Put together a generic crisis action plan with nominated people ready to deal with specific tasks.

Here are some items to include, as appropriate to your charity.

 

1.   What could happen: possible crisis scenarios?

Identify the most likely crisis situations from the risk register, risk assessment and action plans. For many charities a crisis which has a reputational risk would be most significant as that can quickly have a knock on impact on supporters and funding. Here are some possible scenarios:

  • Disgrace or loss of a high profile member of the team (senior staff or trustee)

  • Inappropriate statement/comment by trustee, staff, ambassador

  • Controversial programme or policy content

  • Problem experienced by a beneficiary which impacts on your organisation

  • Misrepresentation in the media

  • A safeguarding issue

  • Financial scandal including major theft or fraud

  • Significant and sudden drop in funds eg so a programme is cut

  • Dismissal or redundancy of staff

  • GDPR or other legislative shortcoming

  • Loss of data/ IT resource

 

2. How might the charity become aware of the crisis?

Anticipate the likely routes: a phone call, door-stepping from media, a trustee or staff member flags that they’ve made an error. Ensure receptionists and anyone who answers phone calls is briefed how to handle such a situation.

 

3. What is the likely internal and external escalation and how will you deal with that?

Agree in advance who is the initial “point person” for any crisis. They will identify the appropriate crisis management team for that specific event.

If the crisis is in the public domain it can quickly escalate on social media or with news media coverage. Stakeholders may start asking questions. You may need to act fast!

 

4. What action should you take to address the crisis (what will you communicate and what will you do?)

 

5. Pray: In the context of a Christian charity brief a small, trusted team of intercessors to pray confidentially for the situation. Update them as appropriate and thank them when the matter is concluded.

 

6. Agree who should lead the crisis team in the specific instance. Who else should be part of the crisis management team (specific for the incident)? When and how should that team confer? Are there implications for the normal work of those involved? Do you need additional professional advice / expertise (legal/ accounting/ technological) or additional resources?

 

7. Who will you tell? Staff, trustees, volunteers, supporters, beneficiaries? Check you have their contact details easily but securely available off site. Consider an escalation process of contacts if all staff need to be informed.
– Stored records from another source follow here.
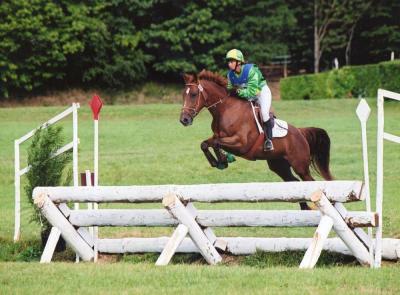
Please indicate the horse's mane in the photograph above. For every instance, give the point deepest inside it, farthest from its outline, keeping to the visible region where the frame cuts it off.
(213, 77)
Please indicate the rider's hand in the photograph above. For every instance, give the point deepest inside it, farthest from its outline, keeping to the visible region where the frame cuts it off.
(234, 91)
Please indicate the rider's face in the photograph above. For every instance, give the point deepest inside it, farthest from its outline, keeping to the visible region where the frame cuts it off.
(232, 65)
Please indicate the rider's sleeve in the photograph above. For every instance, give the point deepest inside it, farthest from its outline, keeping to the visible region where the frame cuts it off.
(229, 85)
(252, 87)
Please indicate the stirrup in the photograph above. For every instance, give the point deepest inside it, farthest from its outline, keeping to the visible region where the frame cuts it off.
(268, 146)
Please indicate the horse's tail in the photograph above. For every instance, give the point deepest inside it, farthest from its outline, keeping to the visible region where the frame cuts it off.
(320, 144)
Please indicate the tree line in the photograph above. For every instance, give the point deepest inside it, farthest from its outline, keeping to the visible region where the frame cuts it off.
(117, 43)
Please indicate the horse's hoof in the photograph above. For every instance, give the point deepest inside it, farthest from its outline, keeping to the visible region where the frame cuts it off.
(230, 158)
(222, 166)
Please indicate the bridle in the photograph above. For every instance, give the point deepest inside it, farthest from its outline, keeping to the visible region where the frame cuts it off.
(202, 93)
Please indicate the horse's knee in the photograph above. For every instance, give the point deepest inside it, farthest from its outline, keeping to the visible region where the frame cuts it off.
(204, 146)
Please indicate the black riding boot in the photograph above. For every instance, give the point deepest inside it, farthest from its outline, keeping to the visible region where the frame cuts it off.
(268, 146)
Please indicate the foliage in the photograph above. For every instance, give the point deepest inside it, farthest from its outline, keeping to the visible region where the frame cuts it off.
(116, 44)
(46, 170)
(351, 81)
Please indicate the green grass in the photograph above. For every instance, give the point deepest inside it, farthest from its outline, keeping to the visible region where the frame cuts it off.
(145, 144)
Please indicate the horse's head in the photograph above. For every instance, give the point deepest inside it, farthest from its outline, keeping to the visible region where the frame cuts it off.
(193, 99)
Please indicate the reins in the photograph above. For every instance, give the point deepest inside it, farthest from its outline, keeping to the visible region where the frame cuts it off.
(202, 93)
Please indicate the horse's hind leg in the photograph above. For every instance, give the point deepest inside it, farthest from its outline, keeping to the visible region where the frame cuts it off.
(282, 168)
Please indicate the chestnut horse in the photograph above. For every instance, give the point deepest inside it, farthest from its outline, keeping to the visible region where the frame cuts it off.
(235, 131)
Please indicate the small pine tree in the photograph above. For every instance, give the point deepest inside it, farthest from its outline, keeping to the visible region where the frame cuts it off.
(46, 170)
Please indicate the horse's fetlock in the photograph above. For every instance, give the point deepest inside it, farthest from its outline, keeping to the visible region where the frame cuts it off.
(204, 145)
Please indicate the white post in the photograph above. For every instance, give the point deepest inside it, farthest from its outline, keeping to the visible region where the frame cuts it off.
(75, 149)
(178, 210)
(379, 179)
(68, 232)
(17, 184)
(363, 111)
(19, 172)
(88, 178)
(75, 153)
(341, 228)
(314, 250)
(96, 104)
(51, 244)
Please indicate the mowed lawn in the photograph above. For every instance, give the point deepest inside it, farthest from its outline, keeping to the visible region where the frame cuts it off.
(146, 144)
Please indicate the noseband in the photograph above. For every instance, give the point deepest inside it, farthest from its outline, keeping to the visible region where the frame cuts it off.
(203, 94)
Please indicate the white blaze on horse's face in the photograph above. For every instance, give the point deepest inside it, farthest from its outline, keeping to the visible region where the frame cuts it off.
(191, 103)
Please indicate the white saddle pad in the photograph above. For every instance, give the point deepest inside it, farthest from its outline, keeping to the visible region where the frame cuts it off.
(280, 128)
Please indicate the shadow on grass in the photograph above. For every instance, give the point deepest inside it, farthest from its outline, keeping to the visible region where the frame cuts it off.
(293, 259)
(30, 251)
(260, 259)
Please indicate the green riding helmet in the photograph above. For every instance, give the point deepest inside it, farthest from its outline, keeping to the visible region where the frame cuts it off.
(235, 54)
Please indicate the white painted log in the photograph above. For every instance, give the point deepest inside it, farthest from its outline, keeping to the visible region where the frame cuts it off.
(213, 218)
(365, 238)
(176, 239)
(51, 244)
(314, 250)
(338, 191)
(341, 228)
(68, 232)
(173, 243)
(178, 211)
(86, 235)
(239, 245)
(64, 209)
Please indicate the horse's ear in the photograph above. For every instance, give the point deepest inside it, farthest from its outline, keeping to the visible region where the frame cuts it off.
(188, 78)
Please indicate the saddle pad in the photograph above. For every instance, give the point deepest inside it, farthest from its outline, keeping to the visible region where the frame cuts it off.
(280, 128)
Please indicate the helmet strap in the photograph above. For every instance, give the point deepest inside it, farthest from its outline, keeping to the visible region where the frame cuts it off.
(236, 65)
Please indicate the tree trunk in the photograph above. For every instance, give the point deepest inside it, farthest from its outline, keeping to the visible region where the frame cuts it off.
(316, 39)
(348, 45)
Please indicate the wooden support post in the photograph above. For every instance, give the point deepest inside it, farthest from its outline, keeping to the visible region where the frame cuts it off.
(68, 232)
(178, 211)
(342, 230)
(173, 243)
(51, 244)
(314, 250)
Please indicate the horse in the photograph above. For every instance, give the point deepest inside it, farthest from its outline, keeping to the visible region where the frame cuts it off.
(235, 131)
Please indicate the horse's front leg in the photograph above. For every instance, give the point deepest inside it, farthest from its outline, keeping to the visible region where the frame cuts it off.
(205, 145)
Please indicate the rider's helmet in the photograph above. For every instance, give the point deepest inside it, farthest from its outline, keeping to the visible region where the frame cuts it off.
(235, 54)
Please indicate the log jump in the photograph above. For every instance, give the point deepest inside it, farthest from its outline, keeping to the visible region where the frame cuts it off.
(181, 213)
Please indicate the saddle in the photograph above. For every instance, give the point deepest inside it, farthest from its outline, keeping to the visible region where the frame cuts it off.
(258, 116)
(249, 155)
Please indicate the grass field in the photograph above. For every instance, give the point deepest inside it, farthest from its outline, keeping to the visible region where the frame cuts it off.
(145, 144)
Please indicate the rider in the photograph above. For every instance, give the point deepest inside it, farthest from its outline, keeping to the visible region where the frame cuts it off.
(248, 82)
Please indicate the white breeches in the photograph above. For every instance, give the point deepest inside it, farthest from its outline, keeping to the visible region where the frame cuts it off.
(264, 99)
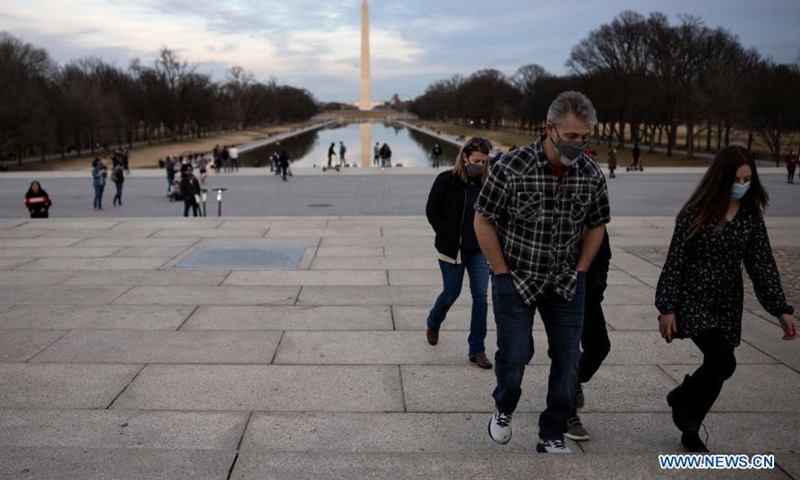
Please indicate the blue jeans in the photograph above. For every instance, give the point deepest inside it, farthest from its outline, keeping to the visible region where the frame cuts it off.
(453, 277)
(98, 196)
(563, 323)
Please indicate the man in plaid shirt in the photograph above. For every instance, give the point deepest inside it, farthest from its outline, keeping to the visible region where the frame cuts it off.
(541, 219)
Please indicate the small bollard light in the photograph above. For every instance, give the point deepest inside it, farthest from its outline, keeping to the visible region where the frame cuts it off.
(219, 191)
(203, 196)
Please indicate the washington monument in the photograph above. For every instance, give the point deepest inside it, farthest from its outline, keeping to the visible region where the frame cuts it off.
(366, 94)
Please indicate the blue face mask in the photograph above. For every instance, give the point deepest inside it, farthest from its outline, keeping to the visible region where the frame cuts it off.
(739, 190)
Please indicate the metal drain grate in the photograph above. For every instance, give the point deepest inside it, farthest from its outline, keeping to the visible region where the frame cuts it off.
(242, 258)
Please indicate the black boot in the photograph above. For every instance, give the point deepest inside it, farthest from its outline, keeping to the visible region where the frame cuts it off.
(681, 415)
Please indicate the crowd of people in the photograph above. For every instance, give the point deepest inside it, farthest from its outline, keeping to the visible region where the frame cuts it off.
(535, 225)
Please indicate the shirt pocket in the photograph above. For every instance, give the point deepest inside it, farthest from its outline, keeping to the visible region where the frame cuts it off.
(530, 206)
(580, 205)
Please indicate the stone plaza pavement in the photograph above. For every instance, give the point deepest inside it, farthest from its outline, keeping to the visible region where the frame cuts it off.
(114, 364)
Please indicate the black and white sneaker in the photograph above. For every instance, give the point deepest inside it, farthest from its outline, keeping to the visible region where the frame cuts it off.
(552, 446)
(500, 427)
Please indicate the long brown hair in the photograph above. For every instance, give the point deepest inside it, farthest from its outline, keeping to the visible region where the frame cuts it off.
(712, 196)
(475, 144)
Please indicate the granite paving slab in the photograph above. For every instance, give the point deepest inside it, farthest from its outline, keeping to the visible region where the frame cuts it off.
(114, 464)
(280, 388)
(131, 429)
(21, 345)
(308, 277)
(209, 296)
(290, 318)
(33, 386)
(152, 346)
(132, 317)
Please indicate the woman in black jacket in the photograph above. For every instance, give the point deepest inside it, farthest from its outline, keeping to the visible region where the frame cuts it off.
(451, 211)
(700, 292)
(37, 201)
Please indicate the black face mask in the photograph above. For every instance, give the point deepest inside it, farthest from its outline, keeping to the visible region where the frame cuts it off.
(569, 151)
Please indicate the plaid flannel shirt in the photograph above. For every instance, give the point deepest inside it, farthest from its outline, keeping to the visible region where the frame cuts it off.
(540, 219)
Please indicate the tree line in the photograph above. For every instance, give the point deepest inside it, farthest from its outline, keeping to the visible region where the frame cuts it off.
(647, 78)
(46, 108)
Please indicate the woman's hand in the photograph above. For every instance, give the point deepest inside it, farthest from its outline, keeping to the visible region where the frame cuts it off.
(667, 325)
(789, 329)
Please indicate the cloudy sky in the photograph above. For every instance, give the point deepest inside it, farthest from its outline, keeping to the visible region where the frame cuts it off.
(315, 44)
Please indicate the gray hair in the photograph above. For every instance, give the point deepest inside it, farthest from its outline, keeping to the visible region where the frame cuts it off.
(575, 103)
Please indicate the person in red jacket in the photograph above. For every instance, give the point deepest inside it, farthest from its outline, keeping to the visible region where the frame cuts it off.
(37, 201)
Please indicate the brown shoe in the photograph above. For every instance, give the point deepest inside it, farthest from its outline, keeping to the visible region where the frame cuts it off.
(433, 336)
(481, 361)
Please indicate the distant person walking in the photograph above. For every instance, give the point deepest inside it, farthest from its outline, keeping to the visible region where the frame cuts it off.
(436, 155)
(331, 154)
(37, 201)
(636, 154)
(216, 154)
(170, 168)
(451, 213)
(284, 163)
(791, 165)
(386, 155)
(99, 175)
(125, 160)
(118, 177)
(612, 162)
(700, 292)
(342, 151)
(225, 157)
(234, 155)
(190, 190)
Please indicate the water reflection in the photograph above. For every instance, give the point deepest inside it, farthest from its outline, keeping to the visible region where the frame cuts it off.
(409, 148)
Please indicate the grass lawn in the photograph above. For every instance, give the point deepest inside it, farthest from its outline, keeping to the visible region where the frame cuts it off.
(504, 140)
(147, 156)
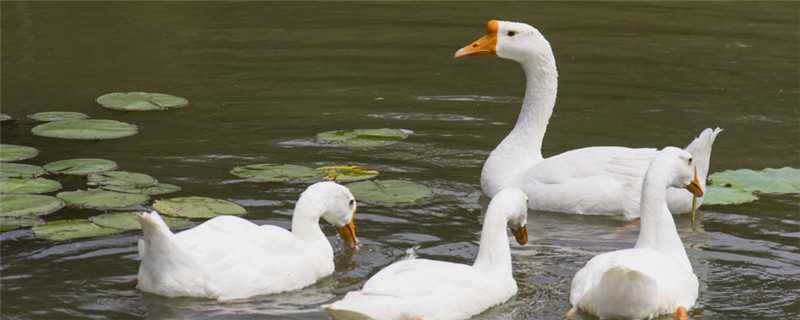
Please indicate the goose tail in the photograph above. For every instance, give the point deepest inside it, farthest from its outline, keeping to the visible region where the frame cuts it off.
(700, 149)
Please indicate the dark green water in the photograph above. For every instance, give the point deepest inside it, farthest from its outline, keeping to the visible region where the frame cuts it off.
(264, 78)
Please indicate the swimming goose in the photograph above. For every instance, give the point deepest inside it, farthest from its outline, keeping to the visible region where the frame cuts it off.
(430, 289)
(594, 180)
(655, 276)
(229, 257)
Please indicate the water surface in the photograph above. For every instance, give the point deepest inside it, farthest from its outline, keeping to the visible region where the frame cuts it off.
(264, 78)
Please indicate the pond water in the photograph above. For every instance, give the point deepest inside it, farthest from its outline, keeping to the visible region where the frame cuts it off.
(264, 78)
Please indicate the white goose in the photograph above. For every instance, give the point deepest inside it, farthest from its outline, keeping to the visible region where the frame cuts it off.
(594, 180)
(655, 276)
(430, 289)
(231, 258)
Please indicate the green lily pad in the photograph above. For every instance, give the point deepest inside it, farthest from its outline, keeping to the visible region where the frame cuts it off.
(71, 229)
(130, 221)
(161, 188)
(363, 137)
(20, 170)
(347, 173)
(141, 101)
(80, 167)
(267, 172)
(716, 195)
(783, 180)
(122, 178)
(12, 223)
(101, 199)
(389, 191)
(36, 185)
(86, 129)
(57, 115)
(21, 205)
(197, 207)
(11, 152)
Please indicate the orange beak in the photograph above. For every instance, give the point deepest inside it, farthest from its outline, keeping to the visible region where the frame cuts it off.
(694, 186)
(348, 234)
(521, 234)
(485, 45)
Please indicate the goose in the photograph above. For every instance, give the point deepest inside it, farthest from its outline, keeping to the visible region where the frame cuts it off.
(655, 276)
(593, 180)
(430, 289)
(229, 258)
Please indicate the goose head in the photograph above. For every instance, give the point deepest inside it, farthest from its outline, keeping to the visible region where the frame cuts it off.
(683, 171)
(510, 40)
(514, 204)
(338, 207)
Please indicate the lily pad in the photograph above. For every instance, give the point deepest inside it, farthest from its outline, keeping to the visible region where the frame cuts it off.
(61, 230)
(20, 170)
(363, 137)
(347, 173)
(86, 129)
(11, 223)
(101, 199)
(36, 185)
(11, 152)
(21, 205)
(122, 178)
(197, 207)
(80, 167)
(783, 180)
(267, 172)
(141, 101)
(389, 191)
(57, 115)
(130, 221)
(716, 195)
(161, 188)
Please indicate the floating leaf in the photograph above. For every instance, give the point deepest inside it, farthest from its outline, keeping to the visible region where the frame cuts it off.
(12, 223)
(36, 185)
(101, 199)
(363, 137)
(11, 152)
(80, 167)
(130, 221)
(389, 191)
(141, 101)
(783, 180)
(716, 195)
(197, 207)
(161, 188)
(87, 129)
(122, 178)
(20, 205)
(57, 115)
(71, 229)
(347, 173)
(267, 172)
(20, 170)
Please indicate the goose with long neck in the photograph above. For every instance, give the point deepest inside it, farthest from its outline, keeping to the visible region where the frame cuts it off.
(655, 277)
(430, 289)
(593, 180)
(229, 257)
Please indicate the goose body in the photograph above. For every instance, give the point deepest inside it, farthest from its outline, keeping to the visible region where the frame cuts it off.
(229, 257)
(655, 277)
(430, 289)
(594, 180)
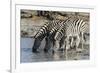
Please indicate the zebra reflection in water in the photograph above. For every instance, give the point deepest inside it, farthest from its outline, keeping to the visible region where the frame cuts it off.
(62, 34)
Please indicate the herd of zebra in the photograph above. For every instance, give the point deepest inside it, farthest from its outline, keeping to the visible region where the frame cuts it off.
(62, 34)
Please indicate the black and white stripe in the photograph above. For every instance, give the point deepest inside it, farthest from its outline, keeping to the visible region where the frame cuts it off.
(47, 31)
(72, 29)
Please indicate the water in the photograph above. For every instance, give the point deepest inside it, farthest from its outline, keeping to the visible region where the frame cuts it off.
(27, 56)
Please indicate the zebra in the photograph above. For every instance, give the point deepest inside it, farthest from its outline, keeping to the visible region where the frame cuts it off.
(47, 31)
(73, 30)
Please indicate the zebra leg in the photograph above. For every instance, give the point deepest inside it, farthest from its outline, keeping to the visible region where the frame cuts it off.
(37, 43)
(48, 45)
(56, 46)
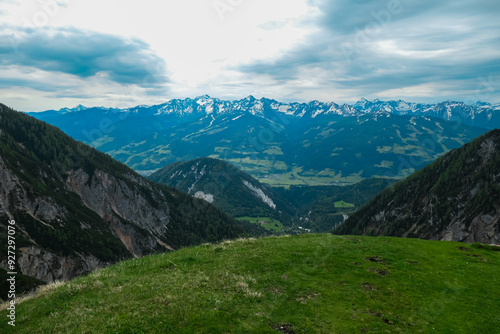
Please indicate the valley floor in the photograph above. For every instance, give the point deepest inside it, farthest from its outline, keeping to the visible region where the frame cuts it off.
(294, 284)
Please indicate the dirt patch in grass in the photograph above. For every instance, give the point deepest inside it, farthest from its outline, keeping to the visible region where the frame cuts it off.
(376, 259)
(368, 286)
(379, 271)
(283, 328)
In certain circumstance you will also need to alert the Charity Commission or even the police (if the matter is criminal).  

 

8. Appoint a spokesperson: If the situation requires external communication who should be the spokesperson? Ensure that everyone in the organisation knows who the official spokesperson is and is clear that no one else should comment, however fierce the media pressure. Identify potential spokespeople for different scenarios in advance and provide media training if needed.

 

9. What will you say? Some draft press statements or bullet points for the most likely scenarios can be really helpful so you are editing not starting from scratch.

 

10. Have an IT and data disaster recovery plan in place and ensure that you are taking regular, restorable backups of your systems. (when was this last tested?) Identify which elements (if any) might be time critical at any point in the month/ year. (e.g. salary data close to deadlines).

 

11. Premises disaster recovery plan: Have arrangements in case your premises are damaged eg by flood or fire. This should include potential alternative place of work, although homeworking may be the best option.

 

12. Hold technical plans of your premises and facilities off site, ideally both paper and electronic.

 

13.   Keep an up to date list of essential contacts including emergency services, insurers, electricians, maintenance contractors, phone and internet suppliers, builder.

 

14.   Determine what needs to be done to remedy the situation. Remember to monitor progress and add tasks as required.